Highly concentrated dual-anion electrolyte for non-flammable high-voltage Li-metal batteries

With a higher demand towards the energy density of power batteries for electric vehicles, the Li-metal batteries (LMBs) have staged a comeback in recent years. However, the low cycle efficiency and safety issues associated with Li dendrite growth and electrolyte combustion severely limit their practical applications. Here we prepare a highly concentrated TFSI-FSI dual-anion electrolyte (HCDE) based on lithium bis(trifluoromethanesulfonyl)imide (LiTFSI), N-ethyl-N-methyl-pyrrolidinium bis(fluorosulfonyl)imide ([C(2)mpyr][FSI]), and dimethyl carbonate (DMC). The co-solvent of [C(2)mpyr] [FSI] and DMC exhibits promoted ionic conductivity, low viscosity and nonflammability. In HCDE, the TFSI-FSI dual-anion is preferentially decomposed to obtain a robust inorganic solid electrolyte interphase (SEI), which induces a dense and uniform Li deposition on the Li-metal surface and effectively suppresses Li dendrite growth. Meanwhile, it also enables good suppression of Al current collector corrosion and stable cycling performance at high-voltage owing to the high salt-to-solvent ratio.
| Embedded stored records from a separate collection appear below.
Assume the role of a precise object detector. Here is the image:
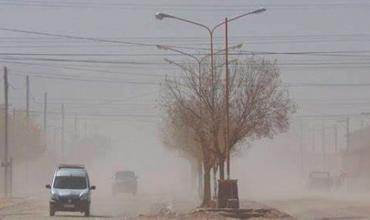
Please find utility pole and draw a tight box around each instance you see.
[44,92,48,132]
[74,114,78,136]
[334,124,338,153]
[346,116,350,152]
[26,75,30,120]
[61,103,64,162]
[1,67,9,196]
[321,122,327,168]
[225,17,230,180]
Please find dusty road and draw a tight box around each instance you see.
[0,195,180,220]
[263,194,370,220]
The LFP (LiFePO4)/Li cells steadily deliver a long-term cycle life and obtain similar to 80% capacity retention with an extremely high CE (similar to 99.9%) after 500 cycles, and the NCM523 (LiNi0.5Co0.2Mn0.3O2)/Li cells retain similar to 95% of their original capacity after 100 cycles at a high cut-off voltage of 4.5 V. According to X-ray photoelectron spectroscopy (XPS) and molecular dynamic (MD)-density functional theory (DFT) simulations, the forming mechanism of SEI layer is suggested.